Mit Appliances sollen Reseller Cloud-Services zum Endanwender bringen

Tandberg investiert in den Data Protection Markt

25.02.2010 | Redakteur: Rainer Graefen

Accuguard bewacht die Daten auf dem DPS2000

Entsprechend der geänderten Tandberg-Strategie tritt die Hardware der NAS-Appliance DPS2000 ein wenig in den Hintergrund. „Der Kunde will ein System, das seine unterschiedlichen Bedürfnisse erfüllt“, sagt Hellriegel. Die Integration der Hardware in die beiliegende Accuguard-Software ist damit wichtiger als die NAS-Box selbst.

Zwar werden Linux und Mac-User in der Presseinformation erwähnt, wirft man seinen Blick auf die einzelnen Features, so ist klar, dass Tandberg vor allem Windows-Anwender anspricht.

Wichtigste Funktion von Accuguard ist das zuverlässige File-Backup, dann folgen die Sicherung von MS SQL und Exchange und demnächst wohl auch auch Sharepoint. Unklar ist zur Zeit noch, ob auch der Microsoft Foundation Server voll abgedeckt ist.

Durch weitere Funktionen wie Kompression, Deduplizierung und Single Instance Storage (SIS) wird die Datenmenge laut Hersteller um die typischen Werte von etwa Faktor 20 reduziert. Die Deduplikation selbst findet direkt an der Datenquelle, also auf dem Rechner statt und belastet damit die DPS2000 nicht.

Hardware-Features und Preise

Die DPS2000 Series wird entweder als Desktop-Gehäuse oder als Rackmount mit einer Höheneinheit (1U) geliefert und ist, wie viele konkurrierende NAS-Systeme, mit Intels Atom-Prozessor ausgestattet.
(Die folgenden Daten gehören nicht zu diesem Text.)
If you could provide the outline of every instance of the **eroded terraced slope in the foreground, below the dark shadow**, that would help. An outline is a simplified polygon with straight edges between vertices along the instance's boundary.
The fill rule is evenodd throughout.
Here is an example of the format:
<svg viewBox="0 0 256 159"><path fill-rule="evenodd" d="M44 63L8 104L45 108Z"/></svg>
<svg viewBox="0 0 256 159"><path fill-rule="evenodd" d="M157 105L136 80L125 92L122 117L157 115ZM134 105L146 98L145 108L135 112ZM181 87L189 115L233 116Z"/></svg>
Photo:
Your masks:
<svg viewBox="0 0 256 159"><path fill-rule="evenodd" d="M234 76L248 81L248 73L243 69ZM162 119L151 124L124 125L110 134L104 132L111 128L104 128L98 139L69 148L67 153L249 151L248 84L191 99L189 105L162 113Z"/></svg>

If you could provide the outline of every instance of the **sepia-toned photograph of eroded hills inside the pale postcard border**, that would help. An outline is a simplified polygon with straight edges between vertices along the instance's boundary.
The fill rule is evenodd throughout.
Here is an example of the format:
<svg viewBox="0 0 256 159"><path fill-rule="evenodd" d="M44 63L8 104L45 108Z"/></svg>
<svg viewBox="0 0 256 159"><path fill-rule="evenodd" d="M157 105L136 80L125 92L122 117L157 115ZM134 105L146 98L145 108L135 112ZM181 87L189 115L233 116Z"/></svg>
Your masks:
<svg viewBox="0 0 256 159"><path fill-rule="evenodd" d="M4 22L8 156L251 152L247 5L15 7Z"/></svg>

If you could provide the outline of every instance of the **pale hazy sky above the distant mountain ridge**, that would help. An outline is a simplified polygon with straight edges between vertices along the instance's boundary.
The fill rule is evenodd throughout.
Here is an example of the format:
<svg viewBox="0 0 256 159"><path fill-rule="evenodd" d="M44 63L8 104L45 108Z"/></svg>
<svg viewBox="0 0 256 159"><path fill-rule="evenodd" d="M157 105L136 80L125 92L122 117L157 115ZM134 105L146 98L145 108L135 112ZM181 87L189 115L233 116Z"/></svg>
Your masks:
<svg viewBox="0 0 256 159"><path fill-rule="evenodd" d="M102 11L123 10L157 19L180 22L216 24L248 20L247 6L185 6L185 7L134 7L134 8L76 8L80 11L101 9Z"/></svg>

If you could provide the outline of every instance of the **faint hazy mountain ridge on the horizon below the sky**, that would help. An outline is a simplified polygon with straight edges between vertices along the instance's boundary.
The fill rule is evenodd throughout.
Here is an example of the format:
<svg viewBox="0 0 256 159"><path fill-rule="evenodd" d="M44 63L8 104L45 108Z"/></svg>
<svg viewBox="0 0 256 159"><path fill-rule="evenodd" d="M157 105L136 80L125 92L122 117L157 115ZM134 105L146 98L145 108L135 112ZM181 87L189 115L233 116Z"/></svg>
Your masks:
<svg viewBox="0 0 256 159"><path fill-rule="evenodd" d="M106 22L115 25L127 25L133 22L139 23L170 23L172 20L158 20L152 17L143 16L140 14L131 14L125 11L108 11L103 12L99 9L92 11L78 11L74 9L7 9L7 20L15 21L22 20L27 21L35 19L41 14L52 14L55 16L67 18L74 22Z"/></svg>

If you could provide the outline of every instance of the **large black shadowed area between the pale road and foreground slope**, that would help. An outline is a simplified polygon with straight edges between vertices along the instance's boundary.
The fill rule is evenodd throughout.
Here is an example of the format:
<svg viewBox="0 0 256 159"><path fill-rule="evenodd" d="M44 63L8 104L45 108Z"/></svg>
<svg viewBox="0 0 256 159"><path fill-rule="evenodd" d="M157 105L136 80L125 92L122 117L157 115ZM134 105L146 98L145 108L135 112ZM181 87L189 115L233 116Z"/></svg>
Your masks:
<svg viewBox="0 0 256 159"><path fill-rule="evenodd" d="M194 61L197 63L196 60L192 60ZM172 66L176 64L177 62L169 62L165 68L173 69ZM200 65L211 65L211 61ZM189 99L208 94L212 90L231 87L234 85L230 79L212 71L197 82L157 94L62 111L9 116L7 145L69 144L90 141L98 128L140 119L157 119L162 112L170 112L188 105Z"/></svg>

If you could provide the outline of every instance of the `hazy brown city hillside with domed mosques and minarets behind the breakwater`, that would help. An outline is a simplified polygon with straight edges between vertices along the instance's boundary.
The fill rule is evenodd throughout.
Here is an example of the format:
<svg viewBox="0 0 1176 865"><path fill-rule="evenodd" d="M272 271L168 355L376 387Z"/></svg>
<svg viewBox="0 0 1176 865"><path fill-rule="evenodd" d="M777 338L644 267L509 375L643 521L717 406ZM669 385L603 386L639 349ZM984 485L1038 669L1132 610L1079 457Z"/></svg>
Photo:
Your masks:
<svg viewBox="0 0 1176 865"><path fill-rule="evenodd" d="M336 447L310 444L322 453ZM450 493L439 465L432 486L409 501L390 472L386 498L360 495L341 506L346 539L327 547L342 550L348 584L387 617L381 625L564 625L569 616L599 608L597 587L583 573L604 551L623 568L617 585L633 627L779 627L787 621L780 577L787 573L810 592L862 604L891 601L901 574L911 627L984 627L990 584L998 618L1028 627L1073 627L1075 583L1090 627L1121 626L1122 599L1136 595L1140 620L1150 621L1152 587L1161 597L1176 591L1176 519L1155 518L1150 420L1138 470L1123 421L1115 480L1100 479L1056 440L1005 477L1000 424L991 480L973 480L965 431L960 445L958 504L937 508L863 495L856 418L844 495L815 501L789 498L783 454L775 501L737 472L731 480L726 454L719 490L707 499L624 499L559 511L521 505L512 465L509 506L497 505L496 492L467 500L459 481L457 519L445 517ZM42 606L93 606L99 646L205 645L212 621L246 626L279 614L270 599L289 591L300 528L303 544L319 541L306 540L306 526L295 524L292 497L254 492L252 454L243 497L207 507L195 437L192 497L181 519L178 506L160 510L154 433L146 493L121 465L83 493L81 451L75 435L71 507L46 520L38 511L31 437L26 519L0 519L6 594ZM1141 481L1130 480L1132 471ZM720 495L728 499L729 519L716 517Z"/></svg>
Das System ist parallel zum NAS-Betrieb auch als iSCSI-Target ansprechbar.

Die vier Festplatteneinschübe beider Varianten wurden hot swappable ausgelegt, dazu kommen zwei Gigabit-Ethernet-Ports, die für Failover und Loadbalancing zusammengeschlatet werden können. Anwender können die RAID-Level 0, 1, 5, 6, 5+Spare und JBoD konfigurieren. Tandbergs NAS-System lässt sich im laufenden Betrieb auf höhere Speicherkapazitäten aufrüsten.

Eine interesssante Funktionserweiterung ist, dass das DPS2000 auch die Remote-Replikation beherrscht und dass sich mehrere Geräte zu einem größeren virtuellen System zusammenschalten lassen. Verschlüsselung, eSATA (nur Desktop) und USB verstehen sich schon fast von selbst.

Die Listenpreise bewegen sich zwischen 1.887 Euro für vier Terabyte (Desktop) und 2.940 Euro für acht Terabyte Kapazität (Rackmount) inklusive Accuguard-Software.